Juda Myers 3.17.2014
It’s St. Patrick’s Day today and everyone pretends they’re Irish right? But for over 40 years I did think I was Irish. That’s what I was told. So I took pride in everything Irish because my adopted parents were Irish and had told me I was too. My coloring seemed to fit with auburn hair, bright blue eyes and pale skin. Who would have questioned my heritage? But the day came when I got my original birth certificate and learned I was not Irish but German. Later that day I learned I was conceived in rape. I was overwhelmed.
What makes us who we are? Is it the people group we look like? Is it the friends we have or our interests? If we do not have an identity more stable than what we see then our changing circumstances will cause our beliefs about ourselves to change like mood rings.
I learned I was German before I learned I was conceived in rape. And my first thought about being German was that Hitler was German. There are far more attributes to being German than to be linked to Hitler. In fact there are German Jews and German Christians too. I didn’t really know any Germans because I grew up in Louisiana and even being Irish was an oddity amongst the many Ducotes, Bordelons, Juneaus and the famous Boudreauxs. Lots of French people but can’t say that I knew any Germans. So the only German I could think of immediately was Hitler. Why didn’t I think of Johann Sebastian Bach or Albert Einstein or Ludwig van Beethoven? I have no idea. So from the courthouse I fly to the next stop- the agency who facilitated my adoption. It would be the most devastating event of my life second only to the death of my dad. But what is so strange is that I had also been a victim of child abuse from a neighbor but what I learned at that agency affected me more than anything else in my up til that time.
I sat across from a hostile woman who unwillingly released my birth info because I had a court order. For some reason she didn’t want me to find my birthmother. I’d find out later that they withheld a letter from my birthmother saying she wanted to meet me. So after talking for about an hour she told me “If you’re going to find your mother you need to know about THE father!” I had no idea. She leaned forward and in her nastiest voice said, “Your mother was raped!” Now I really had an identity crisis.

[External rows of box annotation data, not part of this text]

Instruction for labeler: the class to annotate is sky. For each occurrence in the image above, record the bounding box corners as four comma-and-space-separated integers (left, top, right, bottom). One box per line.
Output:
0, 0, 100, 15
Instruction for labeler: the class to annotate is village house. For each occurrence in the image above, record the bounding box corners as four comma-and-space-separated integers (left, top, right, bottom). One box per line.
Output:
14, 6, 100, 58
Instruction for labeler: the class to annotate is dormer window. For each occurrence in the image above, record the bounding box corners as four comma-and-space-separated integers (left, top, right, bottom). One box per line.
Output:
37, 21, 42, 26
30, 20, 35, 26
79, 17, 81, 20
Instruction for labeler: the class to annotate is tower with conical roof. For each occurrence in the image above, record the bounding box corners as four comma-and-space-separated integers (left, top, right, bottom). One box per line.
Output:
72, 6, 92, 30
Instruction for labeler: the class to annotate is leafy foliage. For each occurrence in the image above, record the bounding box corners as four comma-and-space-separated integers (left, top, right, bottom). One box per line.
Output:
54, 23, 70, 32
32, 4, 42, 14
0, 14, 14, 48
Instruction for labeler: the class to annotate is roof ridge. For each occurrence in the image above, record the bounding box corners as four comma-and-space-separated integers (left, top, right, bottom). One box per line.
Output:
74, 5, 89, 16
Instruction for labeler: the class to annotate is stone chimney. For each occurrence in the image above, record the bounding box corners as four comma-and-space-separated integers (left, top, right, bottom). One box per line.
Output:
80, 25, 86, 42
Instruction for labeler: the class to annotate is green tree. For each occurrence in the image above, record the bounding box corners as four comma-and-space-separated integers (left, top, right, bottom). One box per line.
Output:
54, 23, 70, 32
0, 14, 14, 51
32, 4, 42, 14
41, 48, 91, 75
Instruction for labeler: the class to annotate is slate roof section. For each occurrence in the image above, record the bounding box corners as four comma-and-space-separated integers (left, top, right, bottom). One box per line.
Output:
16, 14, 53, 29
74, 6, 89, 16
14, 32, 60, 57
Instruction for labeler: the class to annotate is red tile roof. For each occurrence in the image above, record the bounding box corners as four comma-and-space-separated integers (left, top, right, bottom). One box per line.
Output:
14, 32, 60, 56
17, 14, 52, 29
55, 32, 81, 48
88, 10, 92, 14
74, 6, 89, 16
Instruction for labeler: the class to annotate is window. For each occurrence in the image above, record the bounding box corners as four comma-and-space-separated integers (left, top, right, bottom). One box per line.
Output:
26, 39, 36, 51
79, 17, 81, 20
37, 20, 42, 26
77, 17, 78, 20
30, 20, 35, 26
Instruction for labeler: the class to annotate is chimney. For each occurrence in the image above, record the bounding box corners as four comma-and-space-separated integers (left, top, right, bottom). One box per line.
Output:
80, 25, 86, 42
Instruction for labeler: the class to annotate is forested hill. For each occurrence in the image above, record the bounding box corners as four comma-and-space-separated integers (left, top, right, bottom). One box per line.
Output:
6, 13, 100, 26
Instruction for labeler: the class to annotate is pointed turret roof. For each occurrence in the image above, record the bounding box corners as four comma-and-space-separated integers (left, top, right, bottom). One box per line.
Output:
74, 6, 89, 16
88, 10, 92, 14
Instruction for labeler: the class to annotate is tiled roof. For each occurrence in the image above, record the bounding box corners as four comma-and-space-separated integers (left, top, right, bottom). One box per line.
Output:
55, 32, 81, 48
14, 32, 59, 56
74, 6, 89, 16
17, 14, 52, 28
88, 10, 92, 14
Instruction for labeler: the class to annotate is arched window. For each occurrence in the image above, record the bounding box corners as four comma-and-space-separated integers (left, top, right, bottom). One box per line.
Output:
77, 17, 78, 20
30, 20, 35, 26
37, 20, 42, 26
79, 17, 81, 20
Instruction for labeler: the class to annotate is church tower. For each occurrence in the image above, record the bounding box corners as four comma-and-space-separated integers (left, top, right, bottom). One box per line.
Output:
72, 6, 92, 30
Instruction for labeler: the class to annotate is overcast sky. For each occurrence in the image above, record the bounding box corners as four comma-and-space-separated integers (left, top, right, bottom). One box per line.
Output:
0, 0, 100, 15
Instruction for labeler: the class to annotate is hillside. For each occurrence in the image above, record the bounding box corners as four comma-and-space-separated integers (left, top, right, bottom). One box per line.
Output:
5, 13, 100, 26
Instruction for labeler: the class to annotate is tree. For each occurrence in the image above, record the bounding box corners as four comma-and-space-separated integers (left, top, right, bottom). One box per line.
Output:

I can’t even remember how I got to my car. But I was crying so hard I couldn’t even see. I heard voices telling me I was worthless and that the best thing I could do was to slash my wrists and let all that nasty rapist blood flow out. No one would even care. Now I had a husband and children who loved me as well as other family and friends but the evil speaking over everything I knew was extremely convincing. I was – I am – a Christian. I know better. But in that moment the devil thought he had me and was going to win. I’d grown up seemingly living a lie. I was not who I thought I was or was I?
Actually I knew I was created and loved by God and there were so many personal experiences that could not sway me from my beliefs. But this time… what was I to do? I knew what the world thought of people like me. I wanted to die. Where was my identity? What was my purpose? I was so close to following through with what the voice said. But then I heard my own mouth say ” I can’t because I belong to Christ.” And that very moment the voice stopped. I was still overwhelmed with the information I had been told and thought my only option in life was to just be the walking dead. I wanted to tell no one, not even my husband.
I didn’t want to tell anyone because I didn’t want the looks of shock or pity or whatever people feel about that situation. The next day I had an appointment with a music arranger to work on a song I wrote. The woman wanted to let me hear another song but what I heard was words about using and losing women. (She later said that wasn’t what she let me hear) So I broke down and screamed for her to stop the song. She had no idea what was happening to me because she had no idea what I had learned the day before. I put my head down and saw a vision of me falling into a deep abyss deeper and deeper. She jumped off her piano bench and said “I don’t know what’s going on with you but God knew you before you were ever conceived.” Right at that moment I saw a hand reach down and jerk me into a brilliant light so bright I could see nothing else. I raised my head and looked in her direction. I knew she could have said a million other words but this was for me from God. I said ” I believe it!” And from that point on my identity has been secure in Christ.
Who do you think you are? Did someone call you a name that cuts like a knife? Do you want people to listen to you but they won’t? The world’s opinion of us changes like the weather. One day they can think someone is the greatest and the next day that same person is the worst. So on St. Patrick’s Day when people celebrate being Irish or pretend to be Irish remember that it doesn’t matter what people think. Our Creator had a plan for every life placed in a mother’s womb and He can securely establish our identity. His thoughts towards us is to give us a hope and a future and guide us through life. His ways seem strange sometimes but He is the architect and knows why thinks work better one way over another. Some people say He’s a crutch. But I say He’s my wheelchair because I can do nothing without Him. He is my identity.